AN INTRODUCTION TO DOROTHY MEAD
Dorothy Mead (1928-1975) was one of the leading figures among the pupils of David Bomberg, and a founder-member of the Borough Group and Borough Bottega. Nonetheless any assessment of her career is overshadowed by the oft-repeated fact that during her sadly curtailed life she never had a one-person show. Both David Bomberg and the majority of his followers had a natural inclination to see themselves as hard-done-by outsiders, misunderstood and deliberately neglected, and the correspondence between members of the group is littered with heavily barbed aphorisms, such as Cliff Holden’s quip: “Asking an artist why doesn’t he like critics is like asking a lamp post why it doesn’t like dogs.” With her life cut tragically short, and perpetually blighted by lack of funds and the need to find work of any kind, it is too easy within this narrative to overlook Dorothy’s many triumphs.
Throughout her life, from early student days, she was looked up to and respected by many young artists outside her natural milieu. From 1958-59 she was President of the Young Contemporaries, the student exhibiting society which was soon to become the launch pad for a generation of Pop artists from the Royal College – Hockney, Kitaj, Allen Jones, Patrick Caulfield etc. Acknowledged as a promising young artist in the early 1960s, Dorothy was included alongside Bridget Riley, Peter Blake, David Hockney, William Crozier and Ewan Uglow in the Arts Council’s ‘6 Young Painters’ exhibition of 1964 (see image from the exhibition catalogue, right).

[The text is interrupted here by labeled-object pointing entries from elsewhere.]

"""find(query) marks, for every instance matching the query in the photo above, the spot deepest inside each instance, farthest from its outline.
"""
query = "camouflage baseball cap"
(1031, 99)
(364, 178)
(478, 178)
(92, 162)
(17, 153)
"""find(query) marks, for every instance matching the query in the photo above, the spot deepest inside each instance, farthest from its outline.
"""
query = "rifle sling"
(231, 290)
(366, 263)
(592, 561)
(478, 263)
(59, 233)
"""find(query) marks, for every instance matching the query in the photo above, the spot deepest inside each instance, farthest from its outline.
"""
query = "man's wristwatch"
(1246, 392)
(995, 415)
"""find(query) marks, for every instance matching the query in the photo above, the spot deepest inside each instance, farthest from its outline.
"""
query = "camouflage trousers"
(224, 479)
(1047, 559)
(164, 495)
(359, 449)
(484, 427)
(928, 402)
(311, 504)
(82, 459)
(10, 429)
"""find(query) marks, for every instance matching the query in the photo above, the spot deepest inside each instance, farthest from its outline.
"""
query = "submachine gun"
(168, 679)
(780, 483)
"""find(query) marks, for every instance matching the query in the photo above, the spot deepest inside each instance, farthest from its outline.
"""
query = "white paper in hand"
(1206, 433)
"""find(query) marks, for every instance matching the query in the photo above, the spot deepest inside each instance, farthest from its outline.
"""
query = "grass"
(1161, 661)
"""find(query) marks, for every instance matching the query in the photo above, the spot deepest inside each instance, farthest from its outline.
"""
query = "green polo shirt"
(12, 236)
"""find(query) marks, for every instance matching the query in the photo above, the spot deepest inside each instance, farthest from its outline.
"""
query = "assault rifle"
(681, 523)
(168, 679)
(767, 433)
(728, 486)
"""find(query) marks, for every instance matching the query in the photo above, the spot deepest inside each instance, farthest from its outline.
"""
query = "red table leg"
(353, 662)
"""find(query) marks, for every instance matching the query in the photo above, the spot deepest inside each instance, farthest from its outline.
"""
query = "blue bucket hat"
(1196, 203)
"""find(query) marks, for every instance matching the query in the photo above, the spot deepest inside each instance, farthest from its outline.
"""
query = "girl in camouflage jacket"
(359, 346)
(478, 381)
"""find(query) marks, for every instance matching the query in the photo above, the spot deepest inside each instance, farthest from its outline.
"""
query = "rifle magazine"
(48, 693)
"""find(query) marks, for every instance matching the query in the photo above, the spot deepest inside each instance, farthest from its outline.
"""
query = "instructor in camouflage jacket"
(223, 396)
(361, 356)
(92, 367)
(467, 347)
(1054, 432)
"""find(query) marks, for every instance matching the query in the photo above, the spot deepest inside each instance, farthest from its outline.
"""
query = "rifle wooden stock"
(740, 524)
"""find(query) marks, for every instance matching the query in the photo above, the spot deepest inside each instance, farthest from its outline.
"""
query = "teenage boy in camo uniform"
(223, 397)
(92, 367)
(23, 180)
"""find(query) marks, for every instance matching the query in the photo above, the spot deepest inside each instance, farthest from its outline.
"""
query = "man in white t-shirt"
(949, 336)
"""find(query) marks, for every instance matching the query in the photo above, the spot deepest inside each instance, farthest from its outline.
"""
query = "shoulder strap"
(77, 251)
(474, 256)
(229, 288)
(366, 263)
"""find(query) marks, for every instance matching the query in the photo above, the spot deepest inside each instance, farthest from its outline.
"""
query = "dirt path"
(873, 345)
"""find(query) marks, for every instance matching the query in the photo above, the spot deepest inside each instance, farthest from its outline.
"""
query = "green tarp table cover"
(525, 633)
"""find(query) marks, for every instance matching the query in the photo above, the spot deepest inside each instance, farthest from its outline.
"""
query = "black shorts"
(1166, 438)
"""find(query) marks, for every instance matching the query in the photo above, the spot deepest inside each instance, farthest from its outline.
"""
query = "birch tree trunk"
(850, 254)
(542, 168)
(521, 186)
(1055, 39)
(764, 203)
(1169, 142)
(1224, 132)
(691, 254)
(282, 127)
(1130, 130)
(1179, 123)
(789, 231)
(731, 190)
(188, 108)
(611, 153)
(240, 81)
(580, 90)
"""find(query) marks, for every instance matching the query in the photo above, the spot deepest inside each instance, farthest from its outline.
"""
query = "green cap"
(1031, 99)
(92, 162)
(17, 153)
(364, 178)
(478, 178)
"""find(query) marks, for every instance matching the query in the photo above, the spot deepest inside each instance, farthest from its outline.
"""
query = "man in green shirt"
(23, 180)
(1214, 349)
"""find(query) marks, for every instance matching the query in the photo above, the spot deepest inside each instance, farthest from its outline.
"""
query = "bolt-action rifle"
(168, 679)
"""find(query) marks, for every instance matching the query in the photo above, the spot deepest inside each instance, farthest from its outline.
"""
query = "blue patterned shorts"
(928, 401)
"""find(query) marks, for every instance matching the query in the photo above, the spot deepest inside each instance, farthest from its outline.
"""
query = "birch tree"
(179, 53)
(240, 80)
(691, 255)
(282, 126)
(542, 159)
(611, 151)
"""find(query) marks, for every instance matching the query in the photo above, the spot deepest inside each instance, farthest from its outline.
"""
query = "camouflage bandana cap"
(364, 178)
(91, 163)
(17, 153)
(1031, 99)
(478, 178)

In 1971 she was elected the first lady president of the London Group, the same year her work ‘Chess Board, 1958’ entered the permanent collection of the Tate. And as a result of Dorothy’s influence upon Andrew Forge, and in turn his influence upon his close colleague, David Sylvester, the Borough Group received far more critical attention than hitherto. In the early 1960s David Sylvester went so far as to state that, in his opinion, the Borough Group was “the only vital new movement to have emerged since the war.”
Dorothy participated in mixed and group shows in England, America, New Zealand and Sweden. But the fact remains that in spite of critical admiration of her work, the first solo show of her paintings took place 30 years after her death. Dorothy believed her difficulty establishing her reputation was due to her gender and was an avowed feminist, albeit a decade before the concept became so widespread. Her sister Val Long remembered, ‘She once said to me that she thought she would change her name to ‘George’ (their father’s name) as people didn’t hold much score for women artists.’ Like many women artists and writers before her, she often went by her gender-neutral initial, as D. Mead. Dorothy remained strong-minded and independent, but she was resolutely feminine and was well known in artistic circles for her sophisticated and highly personal sense of style - dashing around town, attending plays and concerts, buying her paints in Berkeley Square, before retreating to her studio near Ladbroke Grove. But at the Slade she was best remembered for smoking a pipe and playing Mahler very loudly on a Dansette record player in the basement.